It has been urged that, as Zeus means the sky, therefore he is no more than the deep concave of heaven personified and deified, and that consequently Zeus is not the true, the only God. This argument is only equalled in feebleness by that of the materialist, who argues that "spiritus" means simply breath, therefore the breath is the soul. Even if the Greeks remembered that, originally, Zeus meant the sky, that would have no more perplexed their minds than the remembrance that "thymos"--mind--meant originally blast. "The fathers of Greek theology gave to that Supreme Intelligence, which they instinctively recognized as above and ruling over the universe, the name of Zeus; but in doing so, they knew well that by Zeus they meant more than the sky. The unfathomable depth, the everlasting calm of the ethereal sky was to their minds an image of that Infinite Presence which overshadows all, and looks down on all. As the question perpetually recurred to their minds, 'Where is he who abideth forever?' they lifted up their eyes, and saw, as they thought, beyond sun, and moon, and stars, and all which changes, and will change, the clear blue sky, the boundless firmament of heaven. That never changed, that was always the same. The clouds and storms rolled far below it, and all the bustle of this noisy world; but there the sky was still, as bright and calm as ever. The Almighty Father must be there, unchangeable in the unchangeable heaven; bright, and pure, and boundless like the heavens, and like the heavens, too, afar off." [180] So they named him after the sky, Zeus, the God who lives in the clear heaven--the heavenly Father.

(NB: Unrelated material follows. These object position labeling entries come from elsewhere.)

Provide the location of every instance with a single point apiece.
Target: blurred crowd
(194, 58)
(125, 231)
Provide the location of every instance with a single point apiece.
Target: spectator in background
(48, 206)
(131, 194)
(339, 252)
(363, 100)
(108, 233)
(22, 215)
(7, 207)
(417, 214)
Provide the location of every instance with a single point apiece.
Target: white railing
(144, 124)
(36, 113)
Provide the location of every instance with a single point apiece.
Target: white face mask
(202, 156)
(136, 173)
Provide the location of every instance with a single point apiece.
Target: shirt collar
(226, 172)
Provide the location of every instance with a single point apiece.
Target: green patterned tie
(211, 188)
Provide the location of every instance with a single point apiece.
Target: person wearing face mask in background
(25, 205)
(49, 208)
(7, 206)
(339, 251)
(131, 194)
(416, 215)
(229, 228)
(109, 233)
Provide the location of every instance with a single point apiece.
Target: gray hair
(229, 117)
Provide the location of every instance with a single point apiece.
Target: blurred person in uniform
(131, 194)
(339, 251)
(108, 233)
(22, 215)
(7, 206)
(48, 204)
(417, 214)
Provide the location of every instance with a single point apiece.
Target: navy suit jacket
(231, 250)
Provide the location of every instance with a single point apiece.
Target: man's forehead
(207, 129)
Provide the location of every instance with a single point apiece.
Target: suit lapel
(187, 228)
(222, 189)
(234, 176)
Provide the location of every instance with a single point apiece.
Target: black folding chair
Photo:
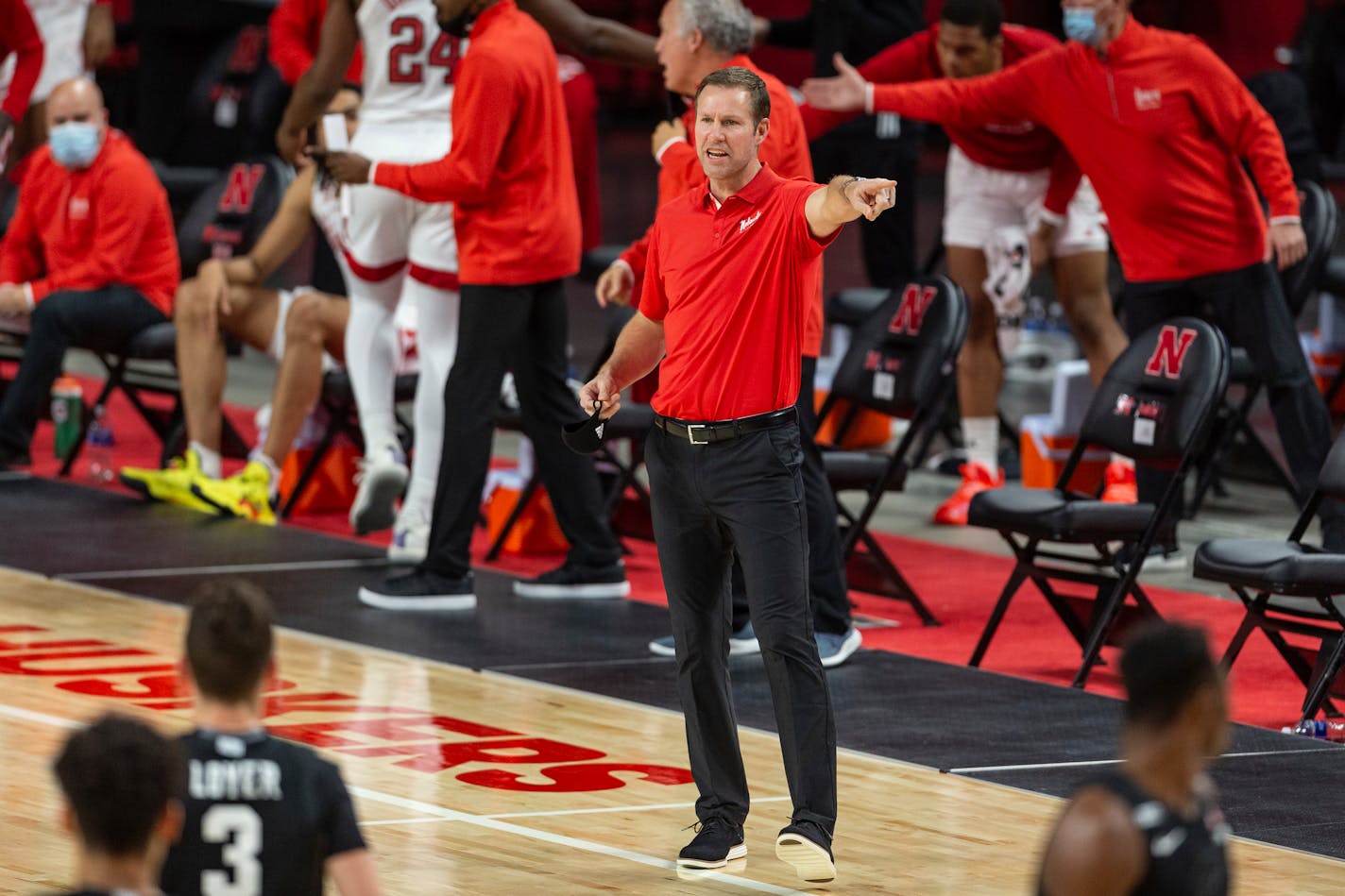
(1290, 586)
(631, 423)
(1154, 405)
(900, 363)
(222, 222)
(338, 399)
(1319, 222)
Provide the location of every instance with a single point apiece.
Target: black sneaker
(421, 589)
(573, 580)
(808, 846)
(1160, 559)
(716, 844)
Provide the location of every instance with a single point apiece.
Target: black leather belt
(703, 433)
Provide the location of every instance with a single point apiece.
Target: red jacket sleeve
(21, 250)
(910, 59)
(126, 205)
(1015, 92)
(19, 35)
(1244, 127)
(485, 98)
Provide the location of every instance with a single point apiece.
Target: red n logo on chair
(1170, 351)
(241, 189)
(910, 315)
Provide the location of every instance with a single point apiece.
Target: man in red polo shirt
(516, 211)
(697, 37)
(726, 292)
(1161, 128)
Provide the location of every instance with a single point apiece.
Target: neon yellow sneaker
(171, 484)
(247, 494)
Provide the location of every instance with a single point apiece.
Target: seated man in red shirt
(91, 257)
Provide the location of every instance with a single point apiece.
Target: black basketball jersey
(263, 816)
(1186, 855)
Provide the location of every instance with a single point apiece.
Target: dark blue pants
(100, 319)
(742, 497)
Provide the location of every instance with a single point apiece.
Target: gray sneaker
(740, 642)
(837, 649)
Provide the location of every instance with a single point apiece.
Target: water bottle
(66, 407)
(98, 444)
(1319, 728)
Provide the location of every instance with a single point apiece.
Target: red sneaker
(976, 479)
(1119, 483)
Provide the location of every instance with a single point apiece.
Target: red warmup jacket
(295, 31)
(108, 224)
(510, 173)
(784, 148)
(1005, 145)
(1160, 126)
(19, 35)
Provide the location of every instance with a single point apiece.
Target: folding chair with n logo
(900, 363)
(1154, 405)
(1298, 588)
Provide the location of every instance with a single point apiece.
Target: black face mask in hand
(586, 436)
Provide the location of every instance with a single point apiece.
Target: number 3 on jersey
(238, 828)
(403, 57)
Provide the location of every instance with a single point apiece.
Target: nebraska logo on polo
(1149, 100)
(1170, 353)
(910, 315)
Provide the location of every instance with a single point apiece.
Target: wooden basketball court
(481, 782)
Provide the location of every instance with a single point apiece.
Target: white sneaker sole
(809, 861)
(428, 601)
(847, 648)
(738, 648)
(376, 502)
(574, 592)
(735, 852)
(402, 554)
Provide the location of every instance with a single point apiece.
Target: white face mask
(75, 144)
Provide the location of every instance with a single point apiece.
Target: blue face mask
(75, 144)
(1081, 25)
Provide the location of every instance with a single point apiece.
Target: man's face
(966, 53)
(76, 103)
(726, 138)
(346, 103)
(675, 50)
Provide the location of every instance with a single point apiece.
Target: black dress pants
(100, 319)
(827, 588)
(710, 502)
(520, 329)
(1249, 306)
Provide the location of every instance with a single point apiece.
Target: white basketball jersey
(409, 63)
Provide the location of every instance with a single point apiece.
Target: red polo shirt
(510, 174)
(732, 285)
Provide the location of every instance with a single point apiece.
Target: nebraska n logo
(910, 315)
(1170, 351)
(241, 189)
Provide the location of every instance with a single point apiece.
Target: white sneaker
(411, 537)
(383, 477)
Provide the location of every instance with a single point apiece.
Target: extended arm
(593, 37)
(843, 199)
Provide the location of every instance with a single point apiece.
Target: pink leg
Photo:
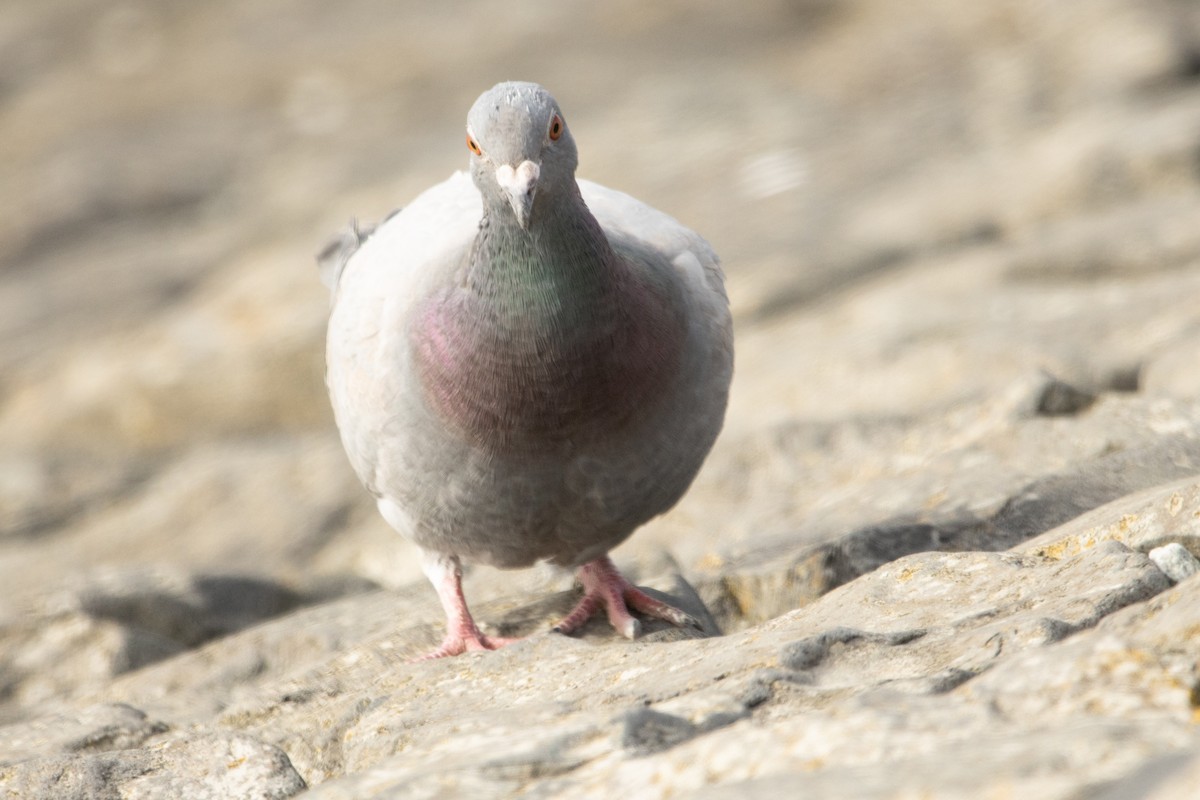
(462, 633)
(604, 585)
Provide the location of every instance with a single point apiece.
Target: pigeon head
(520, 149)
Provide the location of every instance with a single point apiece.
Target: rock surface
(946, 537)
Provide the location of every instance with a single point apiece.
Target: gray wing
(341, 247)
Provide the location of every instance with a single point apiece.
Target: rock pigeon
(527, 367)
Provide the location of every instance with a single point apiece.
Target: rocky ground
(945, 546)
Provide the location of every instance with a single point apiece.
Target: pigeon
(526, 367)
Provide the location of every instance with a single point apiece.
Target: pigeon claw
(455, 644)
(607, 588)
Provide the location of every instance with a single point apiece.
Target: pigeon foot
(607, 588)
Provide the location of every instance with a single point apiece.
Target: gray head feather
(525, 150)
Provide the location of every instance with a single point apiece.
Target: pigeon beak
(520, 185)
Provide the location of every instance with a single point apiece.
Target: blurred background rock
(947, 228)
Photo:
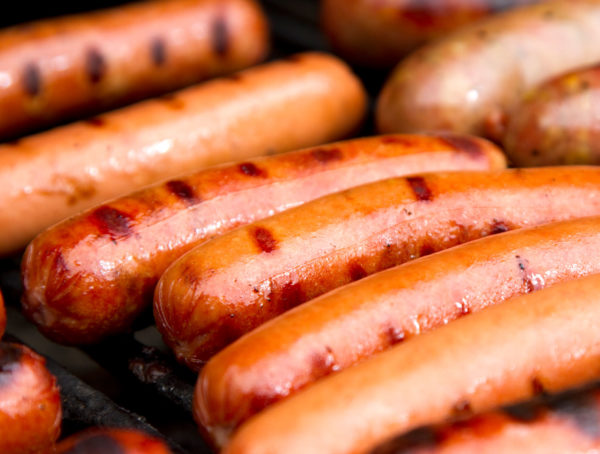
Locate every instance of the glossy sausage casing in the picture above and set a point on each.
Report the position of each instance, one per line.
(109, 441)
(311, 341)
(30, 411)
(543, 342)
(90, 275)
(468, 81)
(313, 98)
(230, 285)
(61, 68)
(379, 33)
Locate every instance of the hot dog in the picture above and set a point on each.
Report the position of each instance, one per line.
(379, 33)
(30, 410)
(108, 441)
(560, 424)
(166, 220)
(223, 120)
(232, 284)
(305, 344)
(61, 68)
(545, 341)
(468, 81)
(557, 122)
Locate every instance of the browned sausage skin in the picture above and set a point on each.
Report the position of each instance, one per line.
(311, 341)
(381, 32)
(112, 441)
(313, 97)
(469, 81)
(231, 284)
(542, 342)
(30, 411)
(557, 122)
(567, 423)
(89, 276)
(65, 67)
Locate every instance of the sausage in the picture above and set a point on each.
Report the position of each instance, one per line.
(223, 120)
(63, 68)
(567, 423)
(468, 81)
(557, 122)
(379, 33)
(541, 342)
(30, 410)
(310, 342)
(112, 441)
(160, 223)
(229, 285)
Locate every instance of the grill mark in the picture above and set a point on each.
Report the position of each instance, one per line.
(420, 188)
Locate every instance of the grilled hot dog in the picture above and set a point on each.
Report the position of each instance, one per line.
(160, 223)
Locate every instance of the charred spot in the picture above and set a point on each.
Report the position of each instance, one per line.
(264, 239)
(420, 188)
(95, 65)
(32, 79)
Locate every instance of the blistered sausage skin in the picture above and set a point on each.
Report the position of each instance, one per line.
(557, 122)
(312, 97)
(379, 33)
(61, 68)
(567, 423)
(542, 342)
(30, 410)
(112, 441)
(468, 81)
(229, 285)
(311, 341)
(90, 275)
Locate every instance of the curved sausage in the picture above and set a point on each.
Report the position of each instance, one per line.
(567, 423)
(112, 441)
(379, 33)
(557, 122)
(30, 411)
(230, 285)
(545, 341)
(314, 98)
(467, 82)
(121, 248)
(310, 342)
(62, 68)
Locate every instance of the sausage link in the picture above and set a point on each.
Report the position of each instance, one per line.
(310, 342)
(228, 286)
(467, 82)
(542, 342)
(567, 423)
(138, 236)
(62, 68)
(557, 122)
(314, 98)
(112, 441)
(379, 33)
(30, 410)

[Footnote 180: ][ (return) ] Kingsley, "Good News from God," p. 237, Am. ed.
The high and brilliant sky has, in many languages and many religions, been regarded as the dwelling-place of God. Indeed, to all of us in Christian times "God is above;" he is "the God of heaven;" "his throne is in the heavens;" "he reigns on high." Now, without doing any violence to thought, the name of the abode might be transferred to him who dwells in heaven. So that in our own language "heaven" may still be used as a synonym for "God." The prodigal son is still represented as saying, I have sinned against "heaven." And a Christian poet has taught us to sing--
"High heaven, that heard my solemn vow,
That vow renewed shall daily hear," etc.
Whenever, therefore, we find the name of heaven thus used to designate also the Deity, we must bear in mind that those by whom it was originally employed were simply transferring that name from an object visible to the eye of sense to another object perceived by the eye of reason. They who at first called God "Heaven" had some conception within them they wished to name--the growing image of a God, and they fixed upon the vastest, grandest, purest object in nature, the deep blue concave of heaven, overshadowing all, and embracing all, as the symbol of the Deity. Those who at a later period called heaven "God" had forgotten that they were predicating of heaven something more which was vastly higher than the heaven. [181]
[Footnote 181: ][ (return) ] See "Science of Language," p. 457.
Notwithstanding, then, that the instinctive, native faith of humanity in the existence of one supreme God was overlaid and almost buried beneath the rank and luxuriant vegetation of Grecian mythology, we can still catch glimpses here and there of the solid trunk of native faith, around which this parasitic growth of fancy is entwined. Above all the phantasmata of gods and goddesses who descended to the plains of Troy, and mingled in the din and strife of battle, we can recognize an overshadowing, all-embracing Power and Providence that dwells on high, which never descends into the battle-field, and is never seen by mortal eyes--the Universal King and Father,--the "God of gods."
Besides the direct evidence, which is furnished by the poets and mythologists, of the presence of this universal faith in "the heavenly Father," there is also a large amount of collateral testimony that this idea of one Supreme God was generally entertained by the Greek pagans, whether learned or unlearned. [182] Dio Chrysostomus says that "all the poets call the first and greatest God the Father, universally, of all rational kind, as also the King thereof. Agreeably with which doctrine of the poets do mankind erect altars to Jupiter-King (Διὸς ßασιλέως) and hesitate not to call him Father in their devotions" (Orat. xxxvi.). And Maximus Tyrius declares that both the learned and the unlearned throughout the pagan world universally agree in this; that there is one Supreme God, the Father of gods and men. "If," says he, "there were a meeting called of all the several trades and professions,... and all were required to declare their sense concerning God, do you think that the painter would say one thing, the sculptor another, the poet another, and the philosopher another? No; nor the Scythian neither, nor the Greek, nor the hyperborean. In regard to other things, we find men speaking discordantly one to another, all men, as it were, differing from all men... Nevertheless, on this subject, you may find universally throughout the world one agreeing law and opinion; that there is one God, the King and Father of all, and many gods, the sons of God, co-reigners together with God"(Diss. i. p. 450).
[Footnote 182: ][ (return) ] Cudworth, vol. i. pp. 593, 594.